At 120 min after reperfusion following 40 min of warm ischaemia, the livers with 10 min of ischaemic preconditioning had a significantly lower mean(s.d.) serum alanine aminotransferase level (492(217) versus 1236(695) units/l; P < 0005) and lactic dehydrogenase level (7905(4002) versus 15066(9201) units/l; P< 0.05), as well as a higher bile output (0.12(0.03) versus 0.09(0.04) ml per g liver; P < 0.05) and liver tissue adenosine 5'-triphosphate level (78(13) versus 61(11) per cent; P< 0.05) than the control livers. The necrosis rate, histologically defined as the percentage of necrotic area in given liver sections, was reduced significantly by this manoeuvre (mean(s.d.) 1.3(1.3) versus 5.3(1.7) per cent; P< 0.05).
Ischaemic preconditioning exerts a protective effect on hepatic warm ischaemia-reperfusion injury. Such a manoeuvre may be useful for hepatic resection in the clinical setting.
缺血预处理,即在随后的长时间缺血之前进行短暂的缺血预处理,可有效保护动物心脏免受缺血再灌注损伤。本研究的目的是在肝脏中证实同样的现象。
采用大鼠肝脏70%的温缺血再灌注,随后切除非缺血部分,将经历10分钟缺血预处理(即10分钟温缺血和再灌注)的肝脏与未进行该操作的肝脏进行比较。

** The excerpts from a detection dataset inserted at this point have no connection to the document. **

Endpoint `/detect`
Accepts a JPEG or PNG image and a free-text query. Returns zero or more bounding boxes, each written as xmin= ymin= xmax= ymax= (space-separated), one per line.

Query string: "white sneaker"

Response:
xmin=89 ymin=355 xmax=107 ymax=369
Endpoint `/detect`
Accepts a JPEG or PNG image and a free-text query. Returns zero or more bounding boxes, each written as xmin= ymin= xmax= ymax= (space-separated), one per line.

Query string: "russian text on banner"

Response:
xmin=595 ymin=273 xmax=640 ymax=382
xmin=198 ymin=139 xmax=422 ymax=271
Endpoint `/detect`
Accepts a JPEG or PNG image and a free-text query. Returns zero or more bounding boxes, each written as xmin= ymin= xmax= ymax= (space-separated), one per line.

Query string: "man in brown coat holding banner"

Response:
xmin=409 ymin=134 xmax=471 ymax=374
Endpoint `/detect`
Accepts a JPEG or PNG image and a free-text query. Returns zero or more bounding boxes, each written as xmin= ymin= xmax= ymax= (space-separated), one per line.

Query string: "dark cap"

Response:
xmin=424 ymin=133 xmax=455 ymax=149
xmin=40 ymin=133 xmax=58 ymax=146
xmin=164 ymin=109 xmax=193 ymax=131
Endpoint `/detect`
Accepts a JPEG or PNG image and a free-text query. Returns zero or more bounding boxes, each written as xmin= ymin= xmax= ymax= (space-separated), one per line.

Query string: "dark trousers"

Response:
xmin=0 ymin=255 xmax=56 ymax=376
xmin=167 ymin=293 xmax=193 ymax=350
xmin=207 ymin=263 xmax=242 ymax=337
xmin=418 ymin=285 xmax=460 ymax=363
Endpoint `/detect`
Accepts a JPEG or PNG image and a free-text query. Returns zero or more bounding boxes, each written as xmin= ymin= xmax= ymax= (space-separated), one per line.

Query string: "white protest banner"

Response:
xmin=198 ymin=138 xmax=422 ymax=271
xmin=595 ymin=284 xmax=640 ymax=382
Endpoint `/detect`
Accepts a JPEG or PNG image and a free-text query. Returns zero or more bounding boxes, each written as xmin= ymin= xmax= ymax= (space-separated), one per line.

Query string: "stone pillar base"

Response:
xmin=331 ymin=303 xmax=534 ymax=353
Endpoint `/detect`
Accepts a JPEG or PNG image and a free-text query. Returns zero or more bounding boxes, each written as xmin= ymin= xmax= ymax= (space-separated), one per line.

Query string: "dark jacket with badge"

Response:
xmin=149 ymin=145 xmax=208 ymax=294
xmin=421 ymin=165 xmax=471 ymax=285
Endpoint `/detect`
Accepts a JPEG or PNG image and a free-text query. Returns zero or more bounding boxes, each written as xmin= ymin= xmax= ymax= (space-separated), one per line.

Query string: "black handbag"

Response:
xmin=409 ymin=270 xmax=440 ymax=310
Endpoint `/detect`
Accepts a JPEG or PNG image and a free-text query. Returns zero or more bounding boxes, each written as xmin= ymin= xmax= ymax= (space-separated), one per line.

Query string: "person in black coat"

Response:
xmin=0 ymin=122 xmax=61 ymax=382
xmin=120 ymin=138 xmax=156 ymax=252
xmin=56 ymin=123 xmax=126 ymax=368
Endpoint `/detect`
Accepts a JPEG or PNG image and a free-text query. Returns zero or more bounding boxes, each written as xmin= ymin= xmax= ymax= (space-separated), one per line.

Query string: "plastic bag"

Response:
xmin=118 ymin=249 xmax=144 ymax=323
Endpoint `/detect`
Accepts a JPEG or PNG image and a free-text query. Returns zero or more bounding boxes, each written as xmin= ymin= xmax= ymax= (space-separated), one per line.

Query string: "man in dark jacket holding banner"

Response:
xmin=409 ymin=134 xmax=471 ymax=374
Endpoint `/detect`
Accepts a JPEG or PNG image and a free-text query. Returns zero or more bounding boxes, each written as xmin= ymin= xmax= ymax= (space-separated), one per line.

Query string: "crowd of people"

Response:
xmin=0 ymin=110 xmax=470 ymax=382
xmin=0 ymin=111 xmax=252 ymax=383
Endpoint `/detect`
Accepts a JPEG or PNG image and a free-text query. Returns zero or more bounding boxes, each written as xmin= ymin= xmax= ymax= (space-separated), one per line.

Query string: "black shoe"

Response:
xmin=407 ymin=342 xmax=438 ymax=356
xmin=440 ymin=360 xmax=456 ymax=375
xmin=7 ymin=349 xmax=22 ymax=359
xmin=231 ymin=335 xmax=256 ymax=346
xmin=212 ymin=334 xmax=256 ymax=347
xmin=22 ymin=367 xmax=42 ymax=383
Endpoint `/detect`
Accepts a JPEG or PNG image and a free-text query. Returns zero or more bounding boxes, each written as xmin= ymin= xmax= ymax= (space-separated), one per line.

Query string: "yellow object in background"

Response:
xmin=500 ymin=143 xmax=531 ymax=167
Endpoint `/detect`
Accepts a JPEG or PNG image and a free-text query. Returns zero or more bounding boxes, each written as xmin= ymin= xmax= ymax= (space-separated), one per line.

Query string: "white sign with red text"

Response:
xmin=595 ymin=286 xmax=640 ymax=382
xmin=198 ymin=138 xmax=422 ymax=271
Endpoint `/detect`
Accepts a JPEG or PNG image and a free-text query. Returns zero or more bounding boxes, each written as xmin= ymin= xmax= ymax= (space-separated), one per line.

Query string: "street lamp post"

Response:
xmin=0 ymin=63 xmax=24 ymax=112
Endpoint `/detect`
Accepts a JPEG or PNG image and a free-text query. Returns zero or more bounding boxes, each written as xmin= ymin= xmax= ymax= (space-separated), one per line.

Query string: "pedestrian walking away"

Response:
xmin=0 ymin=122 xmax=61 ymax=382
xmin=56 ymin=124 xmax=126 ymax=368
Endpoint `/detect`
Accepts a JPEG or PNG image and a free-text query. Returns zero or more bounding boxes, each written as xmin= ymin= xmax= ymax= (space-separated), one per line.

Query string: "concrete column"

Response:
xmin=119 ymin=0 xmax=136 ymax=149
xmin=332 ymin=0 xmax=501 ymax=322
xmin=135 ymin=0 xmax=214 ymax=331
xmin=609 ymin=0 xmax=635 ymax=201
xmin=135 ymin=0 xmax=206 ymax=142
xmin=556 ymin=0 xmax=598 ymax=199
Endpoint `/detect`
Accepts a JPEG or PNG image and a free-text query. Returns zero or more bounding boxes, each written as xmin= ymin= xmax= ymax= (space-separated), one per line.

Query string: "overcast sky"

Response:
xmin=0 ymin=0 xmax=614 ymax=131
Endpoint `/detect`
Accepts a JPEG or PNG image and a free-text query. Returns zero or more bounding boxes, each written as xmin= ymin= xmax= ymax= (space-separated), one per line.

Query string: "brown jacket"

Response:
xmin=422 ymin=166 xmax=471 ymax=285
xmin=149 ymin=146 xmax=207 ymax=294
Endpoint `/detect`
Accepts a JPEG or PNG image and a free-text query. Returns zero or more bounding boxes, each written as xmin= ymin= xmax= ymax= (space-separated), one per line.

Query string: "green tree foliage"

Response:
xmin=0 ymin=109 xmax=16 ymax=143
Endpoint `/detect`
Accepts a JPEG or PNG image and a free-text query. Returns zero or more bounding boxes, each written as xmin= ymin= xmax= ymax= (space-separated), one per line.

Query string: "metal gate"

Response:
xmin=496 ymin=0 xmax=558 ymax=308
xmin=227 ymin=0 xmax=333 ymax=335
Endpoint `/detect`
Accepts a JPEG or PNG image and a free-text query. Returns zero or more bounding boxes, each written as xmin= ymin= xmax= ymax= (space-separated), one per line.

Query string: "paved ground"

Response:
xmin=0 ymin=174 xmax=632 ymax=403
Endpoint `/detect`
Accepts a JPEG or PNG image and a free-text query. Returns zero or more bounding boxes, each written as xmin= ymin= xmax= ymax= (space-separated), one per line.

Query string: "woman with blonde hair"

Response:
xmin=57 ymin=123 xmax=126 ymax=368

在40分钟温缺血后的再灌注120分钟时,经历10分钟缺血预处理的肝脏的平均(标准差)血清丙氨酸转氨酶水平显著更低(492(217)对1236(695)单位/升;P<0.005),乳酸脱氢酶水平也更低(7905(4002)对15066(9201)单位/升;P<0.05),胆汁输出更高(0.12(0.03)对0.09(0.04)毫升/克肝脏;P<0.05),肝组织三磷酸腺苷水平更高(78(13)%对61(11)%;P<0.05)。组织学上定义为给定肝脏切片坏死面积百分比的坏死率通过该操作显著降低(平均(标准差)1.3(1.3)%对5.3(1.7)%;P<0.05)。
缺血预处理对肝脏温缺血再灌注损伤具有保护作用。这种操作在临床环境中可能对肝切除术有用。